Before and during the Holidays I had some time to read, surprisingly, even considering all the travel we did (driving down to South Carolina to visit my in-laws, including meeting my one year-old nephew for the first time, and over to Chicago to visit my family, including meeting my seven-week-old niece for the first time). It was great and despite all the time in the car, no one was left at the side of road…though my wife and I were tempted at times. I didn’t have any time to write until now. So here goes.
All the Way Home: Building a Family in a Falling Down House by David Giffels. This Akron, OH journalist and his ever-patient wife Gina buy a decrepit old mansion that is not just in a state of neglect but they find out shortly after taking ownership that it is about to be condemned by the city. Why do they buy it? So they can fix it up and live in their Dream Home. “Fixing it up” entails far more than almost anyone can possibly conceive. More than simply rehabbing it. There’s a raccoon that lives in the attic, plumbing that doesn’t work at all, a garage that is collapsing, old money stashed away, a $1300 natural-gas heating bill for one month, a carpenter ant problem, and so much more. It’s a wonder neither David nor his wife went crazy and had to be medicated or carted off to an institution specializing in mental rehabilitation.
This is the DIY Home Improvement Tale to end all DIY Home Improvement Tales. Recommended for Anyone Who Has Ever Had an Inkling to Restore an Old House.
The Lesson of the Master by Henry James. This novella by James is far less well-known and unfortunately I can see why. All the elements are there: intrigue, European locations, relationships depicted with subtlety, and a hard twist at the end. But this story of a young writer who is in awe of an older writer feels not quite lifeless. It just that it doesn’t simmer the way a good James story does, like say The Turn of the Screw or The Aspern Papers. Recommended only for Fans of Henry James.
The Duel by Giocomo Casanova. Yes, that Casanova. This novella details similar events in Casanova’s life in which the narrator finds himself forced to duel a Polish aristocrat. There is plenty of tension amid the court intrigues and plot twists. The e-book edition from Melville House is loaded with great extras, including commentary on Casanova and short bios of famous duelists. Recommended for Those Who Follow an Anachronistic Style of Honor.
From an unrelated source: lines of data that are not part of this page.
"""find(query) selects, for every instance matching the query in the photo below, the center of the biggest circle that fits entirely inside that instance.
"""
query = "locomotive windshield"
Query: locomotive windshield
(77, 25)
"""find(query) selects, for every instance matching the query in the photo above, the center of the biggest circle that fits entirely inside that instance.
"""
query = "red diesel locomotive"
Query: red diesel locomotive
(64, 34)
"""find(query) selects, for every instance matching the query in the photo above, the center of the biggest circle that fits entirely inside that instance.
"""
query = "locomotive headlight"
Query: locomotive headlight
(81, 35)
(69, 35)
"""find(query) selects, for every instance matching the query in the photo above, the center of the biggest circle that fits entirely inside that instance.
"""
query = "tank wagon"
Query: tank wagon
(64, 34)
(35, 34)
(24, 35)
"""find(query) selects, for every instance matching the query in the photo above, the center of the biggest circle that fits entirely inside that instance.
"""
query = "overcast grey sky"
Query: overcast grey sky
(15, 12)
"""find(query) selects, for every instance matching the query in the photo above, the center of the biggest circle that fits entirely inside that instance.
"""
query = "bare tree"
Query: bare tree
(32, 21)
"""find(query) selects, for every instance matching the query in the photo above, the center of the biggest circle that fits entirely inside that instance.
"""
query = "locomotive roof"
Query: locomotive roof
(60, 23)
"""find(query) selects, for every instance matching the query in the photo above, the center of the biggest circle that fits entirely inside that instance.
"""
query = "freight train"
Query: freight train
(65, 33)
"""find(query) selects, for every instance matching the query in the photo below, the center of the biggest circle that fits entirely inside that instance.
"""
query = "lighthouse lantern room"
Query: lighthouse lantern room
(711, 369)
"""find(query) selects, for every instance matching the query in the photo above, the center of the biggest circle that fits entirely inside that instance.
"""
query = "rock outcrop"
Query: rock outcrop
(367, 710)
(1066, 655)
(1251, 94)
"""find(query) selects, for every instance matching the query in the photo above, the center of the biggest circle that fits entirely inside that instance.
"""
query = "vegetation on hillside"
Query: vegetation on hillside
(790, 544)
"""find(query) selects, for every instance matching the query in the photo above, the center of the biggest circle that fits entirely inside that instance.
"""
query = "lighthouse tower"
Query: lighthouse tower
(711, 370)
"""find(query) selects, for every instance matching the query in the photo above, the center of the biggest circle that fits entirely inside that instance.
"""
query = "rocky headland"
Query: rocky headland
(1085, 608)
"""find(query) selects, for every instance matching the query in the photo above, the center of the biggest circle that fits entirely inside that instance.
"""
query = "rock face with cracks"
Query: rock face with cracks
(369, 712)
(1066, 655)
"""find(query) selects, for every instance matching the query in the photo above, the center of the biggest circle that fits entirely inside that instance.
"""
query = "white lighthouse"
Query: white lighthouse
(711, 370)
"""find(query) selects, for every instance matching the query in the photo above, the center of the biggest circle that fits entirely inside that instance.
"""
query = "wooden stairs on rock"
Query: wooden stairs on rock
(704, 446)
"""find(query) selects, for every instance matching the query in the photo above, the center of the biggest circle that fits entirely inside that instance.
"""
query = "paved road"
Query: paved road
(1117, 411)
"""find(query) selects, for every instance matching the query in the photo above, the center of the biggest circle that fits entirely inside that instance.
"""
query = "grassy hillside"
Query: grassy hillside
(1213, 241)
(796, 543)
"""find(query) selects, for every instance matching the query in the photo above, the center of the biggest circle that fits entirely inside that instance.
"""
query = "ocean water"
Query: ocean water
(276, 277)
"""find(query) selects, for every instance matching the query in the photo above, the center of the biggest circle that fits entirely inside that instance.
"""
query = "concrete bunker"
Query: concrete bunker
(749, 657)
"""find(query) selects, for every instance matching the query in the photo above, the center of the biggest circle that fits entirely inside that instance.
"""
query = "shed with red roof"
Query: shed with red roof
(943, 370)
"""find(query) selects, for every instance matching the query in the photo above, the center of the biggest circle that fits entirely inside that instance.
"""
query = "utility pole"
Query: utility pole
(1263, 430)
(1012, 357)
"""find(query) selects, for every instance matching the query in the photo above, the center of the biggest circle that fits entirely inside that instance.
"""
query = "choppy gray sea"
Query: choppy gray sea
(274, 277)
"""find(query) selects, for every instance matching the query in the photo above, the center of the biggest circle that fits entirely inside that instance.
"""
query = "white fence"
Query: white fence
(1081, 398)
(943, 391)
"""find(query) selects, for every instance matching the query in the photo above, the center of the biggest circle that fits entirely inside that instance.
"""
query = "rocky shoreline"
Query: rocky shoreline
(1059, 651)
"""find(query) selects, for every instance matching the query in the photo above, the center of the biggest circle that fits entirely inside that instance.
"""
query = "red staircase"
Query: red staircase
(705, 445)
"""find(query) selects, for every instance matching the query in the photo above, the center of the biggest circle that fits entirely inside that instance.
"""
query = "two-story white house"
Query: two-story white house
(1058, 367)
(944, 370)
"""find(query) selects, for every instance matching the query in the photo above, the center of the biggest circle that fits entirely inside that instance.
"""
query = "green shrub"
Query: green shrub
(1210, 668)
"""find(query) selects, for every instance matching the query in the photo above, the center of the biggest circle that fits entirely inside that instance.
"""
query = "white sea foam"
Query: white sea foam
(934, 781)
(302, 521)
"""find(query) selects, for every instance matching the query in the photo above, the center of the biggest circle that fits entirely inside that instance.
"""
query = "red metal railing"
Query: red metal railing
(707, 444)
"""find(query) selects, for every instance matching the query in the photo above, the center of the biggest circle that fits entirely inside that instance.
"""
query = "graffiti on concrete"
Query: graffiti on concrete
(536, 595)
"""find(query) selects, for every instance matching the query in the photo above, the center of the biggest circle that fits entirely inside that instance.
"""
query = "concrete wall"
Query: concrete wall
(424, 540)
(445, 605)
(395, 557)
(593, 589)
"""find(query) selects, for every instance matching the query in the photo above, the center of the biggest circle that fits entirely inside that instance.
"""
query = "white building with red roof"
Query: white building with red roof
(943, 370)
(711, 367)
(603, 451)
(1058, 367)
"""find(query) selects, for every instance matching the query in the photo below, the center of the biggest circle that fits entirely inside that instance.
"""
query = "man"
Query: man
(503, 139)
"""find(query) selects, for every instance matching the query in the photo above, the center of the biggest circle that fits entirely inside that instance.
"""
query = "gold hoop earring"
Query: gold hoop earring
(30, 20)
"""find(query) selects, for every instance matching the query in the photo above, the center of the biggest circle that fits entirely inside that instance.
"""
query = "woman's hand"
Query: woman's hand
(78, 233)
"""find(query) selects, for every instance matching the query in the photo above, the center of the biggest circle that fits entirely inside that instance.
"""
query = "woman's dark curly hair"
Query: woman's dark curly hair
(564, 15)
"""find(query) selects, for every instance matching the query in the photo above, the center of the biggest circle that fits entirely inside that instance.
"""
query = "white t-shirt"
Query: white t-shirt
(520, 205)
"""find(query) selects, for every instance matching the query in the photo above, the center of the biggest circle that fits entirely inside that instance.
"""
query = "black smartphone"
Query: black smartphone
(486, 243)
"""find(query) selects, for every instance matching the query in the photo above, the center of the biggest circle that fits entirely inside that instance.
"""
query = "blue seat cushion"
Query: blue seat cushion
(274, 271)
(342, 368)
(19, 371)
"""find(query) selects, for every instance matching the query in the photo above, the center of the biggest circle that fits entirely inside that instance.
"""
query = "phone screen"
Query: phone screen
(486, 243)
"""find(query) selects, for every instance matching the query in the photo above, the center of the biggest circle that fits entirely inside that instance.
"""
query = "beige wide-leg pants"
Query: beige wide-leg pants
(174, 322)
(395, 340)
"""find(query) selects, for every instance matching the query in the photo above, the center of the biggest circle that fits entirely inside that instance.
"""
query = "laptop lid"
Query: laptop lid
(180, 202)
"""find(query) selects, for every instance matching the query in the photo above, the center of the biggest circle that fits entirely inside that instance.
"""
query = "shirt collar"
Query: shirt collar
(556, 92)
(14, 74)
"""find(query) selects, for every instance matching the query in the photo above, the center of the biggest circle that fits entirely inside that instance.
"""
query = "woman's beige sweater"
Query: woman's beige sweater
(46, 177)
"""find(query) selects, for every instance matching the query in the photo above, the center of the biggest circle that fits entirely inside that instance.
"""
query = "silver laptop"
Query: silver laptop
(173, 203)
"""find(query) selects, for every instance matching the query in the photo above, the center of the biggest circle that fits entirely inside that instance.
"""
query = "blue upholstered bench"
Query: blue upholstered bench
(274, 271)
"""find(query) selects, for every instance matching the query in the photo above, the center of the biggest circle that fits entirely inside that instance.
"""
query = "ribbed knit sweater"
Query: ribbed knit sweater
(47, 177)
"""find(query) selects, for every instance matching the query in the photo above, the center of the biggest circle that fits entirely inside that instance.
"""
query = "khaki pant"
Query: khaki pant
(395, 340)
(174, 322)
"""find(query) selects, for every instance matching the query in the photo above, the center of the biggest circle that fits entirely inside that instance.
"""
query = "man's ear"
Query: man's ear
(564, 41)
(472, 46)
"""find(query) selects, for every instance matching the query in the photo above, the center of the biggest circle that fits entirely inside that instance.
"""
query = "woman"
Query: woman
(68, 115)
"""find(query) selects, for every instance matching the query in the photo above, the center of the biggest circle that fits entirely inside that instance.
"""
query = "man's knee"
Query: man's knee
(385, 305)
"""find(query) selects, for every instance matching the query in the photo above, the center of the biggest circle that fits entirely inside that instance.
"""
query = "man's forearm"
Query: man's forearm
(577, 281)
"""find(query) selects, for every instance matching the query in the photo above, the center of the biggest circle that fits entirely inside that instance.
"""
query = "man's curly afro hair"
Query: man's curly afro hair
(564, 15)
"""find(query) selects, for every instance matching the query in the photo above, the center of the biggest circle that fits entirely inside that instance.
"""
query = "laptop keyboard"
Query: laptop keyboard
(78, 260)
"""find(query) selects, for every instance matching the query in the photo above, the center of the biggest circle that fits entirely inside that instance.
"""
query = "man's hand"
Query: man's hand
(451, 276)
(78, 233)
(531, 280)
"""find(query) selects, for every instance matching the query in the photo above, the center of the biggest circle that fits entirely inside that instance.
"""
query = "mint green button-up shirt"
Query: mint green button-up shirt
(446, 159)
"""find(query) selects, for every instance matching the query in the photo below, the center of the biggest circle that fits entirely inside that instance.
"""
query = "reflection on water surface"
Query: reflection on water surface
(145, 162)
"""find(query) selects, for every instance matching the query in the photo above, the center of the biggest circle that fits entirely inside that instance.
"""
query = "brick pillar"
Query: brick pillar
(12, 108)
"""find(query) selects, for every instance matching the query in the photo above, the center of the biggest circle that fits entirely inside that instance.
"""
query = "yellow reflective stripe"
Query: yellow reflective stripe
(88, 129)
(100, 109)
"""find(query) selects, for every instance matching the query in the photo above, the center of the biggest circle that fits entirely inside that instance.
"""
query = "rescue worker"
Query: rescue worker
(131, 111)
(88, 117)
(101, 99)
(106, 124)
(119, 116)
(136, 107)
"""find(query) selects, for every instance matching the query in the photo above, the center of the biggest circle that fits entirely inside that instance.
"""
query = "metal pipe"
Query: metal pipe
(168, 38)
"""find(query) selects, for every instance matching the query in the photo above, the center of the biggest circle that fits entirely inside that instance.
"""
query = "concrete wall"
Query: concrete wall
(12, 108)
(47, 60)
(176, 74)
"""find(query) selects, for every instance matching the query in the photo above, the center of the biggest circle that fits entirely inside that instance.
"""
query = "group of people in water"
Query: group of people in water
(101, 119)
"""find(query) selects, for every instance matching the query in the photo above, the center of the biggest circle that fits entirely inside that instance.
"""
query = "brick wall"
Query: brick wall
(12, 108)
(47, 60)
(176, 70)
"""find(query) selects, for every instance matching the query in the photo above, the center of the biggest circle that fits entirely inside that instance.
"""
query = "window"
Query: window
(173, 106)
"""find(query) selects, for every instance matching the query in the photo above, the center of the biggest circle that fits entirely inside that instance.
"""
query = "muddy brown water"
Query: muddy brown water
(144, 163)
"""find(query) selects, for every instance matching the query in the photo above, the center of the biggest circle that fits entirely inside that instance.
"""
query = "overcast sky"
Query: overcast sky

The Hunger Games by Suzanne Collins. The Sony Reader store had a deal for this best-selling Young Adult trilogy ($18) and I took the plunge partly out of curiosity to see what all the press was about. This high-stakes fast-paced adventure is set in a very grim future where young people battle to the death in a high-tech coliseum (there are MANY parallels to the Roman Empire) at a competition called the “Hunger Games.” Revolution is spawned almost by accident thanks to the actions of 16-year-old expert archer Katniss Everdeen who volunteers in place of her sister to participate in the Hunger Games. Katniss is a serious ass-kicker, tough-minded and honorable despite the moral quandaries she finds herself stuck in. I liked this series. I didn’t love it. The plot is far more compelling than the characters, who are too often flat and perfunctory. But I understand the appeal of Katniss. Warning: she passes out due to injury or some other calamity at key points and then comes to in a hospital gown so frequently it becomes repetitive. Recommended for Young People Who Feel Put Upon.